Microcotyle neozealanica has the general morphology of all species of Microcotyle, with an elongate fusiform body provided with a thin and smooth tegument, and comprising an anterior body proper which contains most organs and a posterior part called the haptor. The haptor is symmetrical, not well delineated from body proper, and bears 24–29 pairs of clamps. These clamps are similar in shape, but dissimilar in size. The clamps of the haptor attach the animal to the gill of the fish. There are also two biloculate buccal suckers placed ventrolaterally in the buccal cavity. The digestive organs include an anterior, terminal mouth, a muscular pharynx, and a posterior intestine with two lateral branches provided with medial and lateral ramifications. Each adult contains male and female reproductive organs. The reproductive organs include an anterior genital atrium armed with numerous spines, a dorsal vagina, a single tubular and folded ovary, and a number of follicular testes which are postovarian, and 11–20 in number.

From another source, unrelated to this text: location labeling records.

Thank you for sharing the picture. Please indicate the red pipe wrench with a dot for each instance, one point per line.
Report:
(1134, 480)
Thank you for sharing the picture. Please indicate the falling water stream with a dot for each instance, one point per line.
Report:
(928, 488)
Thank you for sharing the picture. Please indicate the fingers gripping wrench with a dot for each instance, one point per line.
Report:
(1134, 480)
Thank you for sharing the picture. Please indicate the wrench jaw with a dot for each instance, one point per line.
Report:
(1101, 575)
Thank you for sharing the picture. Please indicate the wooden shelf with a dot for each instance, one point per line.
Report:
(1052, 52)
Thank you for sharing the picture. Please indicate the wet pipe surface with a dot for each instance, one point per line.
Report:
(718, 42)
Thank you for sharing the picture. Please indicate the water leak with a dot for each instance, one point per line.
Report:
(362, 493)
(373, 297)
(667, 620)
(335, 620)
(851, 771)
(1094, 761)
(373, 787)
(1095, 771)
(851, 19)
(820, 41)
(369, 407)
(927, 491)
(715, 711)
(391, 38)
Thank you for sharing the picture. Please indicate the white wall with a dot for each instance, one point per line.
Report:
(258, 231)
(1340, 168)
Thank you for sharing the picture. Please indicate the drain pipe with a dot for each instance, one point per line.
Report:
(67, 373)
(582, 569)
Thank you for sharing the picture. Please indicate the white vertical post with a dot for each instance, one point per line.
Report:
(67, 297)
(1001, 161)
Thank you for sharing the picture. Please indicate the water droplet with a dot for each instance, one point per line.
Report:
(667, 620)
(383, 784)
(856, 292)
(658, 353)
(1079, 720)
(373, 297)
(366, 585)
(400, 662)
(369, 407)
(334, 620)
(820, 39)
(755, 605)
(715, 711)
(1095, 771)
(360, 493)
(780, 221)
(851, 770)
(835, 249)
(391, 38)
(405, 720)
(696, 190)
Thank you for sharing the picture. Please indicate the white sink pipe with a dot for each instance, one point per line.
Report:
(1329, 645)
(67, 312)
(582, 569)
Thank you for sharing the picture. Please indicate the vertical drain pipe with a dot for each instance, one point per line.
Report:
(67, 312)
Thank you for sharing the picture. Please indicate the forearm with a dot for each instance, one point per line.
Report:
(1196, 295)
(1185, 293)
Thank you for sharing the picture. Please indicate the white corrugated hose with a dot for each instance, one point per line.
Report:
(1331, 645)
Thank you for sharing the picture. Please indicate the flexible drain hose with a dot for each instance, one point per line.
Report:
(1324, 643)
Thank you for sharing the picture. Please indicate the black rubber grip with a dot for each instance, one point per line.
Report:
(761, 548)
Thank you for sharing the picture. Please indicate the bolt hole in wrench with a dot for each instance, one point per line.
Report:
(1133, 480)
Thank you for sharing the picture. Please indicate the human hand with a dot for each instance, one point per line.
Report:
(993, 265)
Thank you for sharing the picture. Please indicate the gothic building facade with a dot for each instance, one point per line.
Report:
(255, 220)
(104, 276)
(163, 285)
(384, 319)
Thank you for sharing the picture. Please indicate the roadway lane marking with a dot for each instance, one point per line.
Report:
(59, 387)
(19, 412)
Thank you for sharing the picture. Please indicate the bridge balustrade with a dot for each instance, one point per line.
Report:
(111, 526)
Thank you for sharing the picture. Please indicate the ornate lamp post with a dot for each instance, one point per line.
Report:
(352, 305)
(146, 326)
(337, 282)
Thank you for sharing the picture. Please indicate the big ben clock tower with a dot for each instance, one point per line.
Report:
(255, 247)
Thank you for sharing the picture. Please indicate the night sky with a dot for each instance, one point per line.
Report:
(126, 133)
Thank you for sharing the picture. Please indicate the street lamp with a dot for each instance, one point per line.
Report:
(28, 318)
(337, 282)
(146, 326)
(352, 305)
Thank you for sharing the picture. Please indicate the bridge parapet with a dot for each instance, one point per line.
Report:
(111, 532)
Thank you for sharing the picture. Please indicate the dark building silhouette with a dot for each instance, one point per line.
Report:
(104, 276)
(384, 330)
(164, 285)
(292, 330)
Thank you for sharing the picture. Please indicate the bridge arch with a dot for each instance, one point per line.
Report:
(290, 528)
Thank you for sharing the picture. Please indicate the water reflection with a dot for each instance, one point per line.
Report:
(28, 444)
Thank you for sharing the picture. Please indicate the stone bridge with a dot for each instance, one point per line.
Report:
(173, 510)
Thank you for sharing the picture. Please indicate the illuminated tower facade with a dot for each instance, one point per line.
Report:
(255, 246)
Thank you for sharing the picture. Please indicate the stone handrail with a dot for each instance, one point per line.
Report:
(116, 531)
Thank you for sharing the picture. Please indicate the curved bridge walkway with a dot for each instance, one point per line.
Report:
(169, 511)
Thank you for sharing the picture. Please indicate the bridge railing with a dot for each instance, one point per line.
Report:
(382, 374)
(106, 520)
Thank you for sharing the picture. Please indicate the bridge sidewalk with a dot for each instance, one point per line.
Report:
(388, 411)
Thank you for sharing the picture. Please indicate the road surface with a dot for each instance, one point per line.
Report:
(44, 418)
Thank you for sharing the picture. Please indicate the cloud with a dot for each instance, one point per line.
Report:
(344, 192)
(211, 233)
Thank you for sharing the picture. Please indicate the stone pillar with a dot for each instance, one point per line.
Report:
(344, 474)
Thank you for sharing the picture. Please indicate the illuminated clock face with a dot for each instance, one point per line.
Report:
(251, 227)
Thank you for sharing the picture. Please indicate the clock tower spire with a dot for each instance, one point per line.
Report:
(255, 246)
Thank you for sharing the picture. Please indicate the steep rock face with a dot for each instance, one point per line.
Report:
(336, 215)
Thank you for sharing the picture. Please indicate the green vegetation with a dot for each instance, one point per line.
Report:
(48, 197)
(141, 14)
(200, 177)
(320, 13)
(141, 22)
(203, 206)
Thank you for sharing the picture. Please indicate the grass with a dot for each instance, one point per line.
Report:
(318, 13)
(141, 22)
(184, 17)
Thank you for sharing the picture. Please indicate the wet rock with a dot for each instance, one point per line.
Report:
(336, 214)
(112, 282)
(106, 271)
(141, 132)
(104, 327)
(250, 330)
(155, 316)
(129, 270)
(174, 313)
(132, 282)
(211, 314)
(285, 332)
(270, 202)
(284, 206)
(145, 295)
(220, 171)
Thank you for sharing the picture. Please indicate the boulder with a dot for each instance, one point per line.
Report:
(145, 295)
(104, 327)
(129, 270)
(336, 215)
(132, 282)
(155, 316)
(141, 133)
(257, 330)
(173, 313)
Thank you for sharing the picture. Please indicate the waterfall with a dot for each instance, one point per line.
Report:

The fusiform egg has filaments at both ends.

==Etymology==
The specific epithet neozealanica refers to New Zealand, the type-locality of this species.

==Hosts and localities==
The type-host of Microcotyle neozealanica is the red gurnard perch Helicolenus percoides (Sebastidae). The type-locality is New Zealand. It was also recorded from Chlorophthalmus nigripinnis (currently named Paraulopus nigripinnis) (Chlorophthalmidae) off Australia.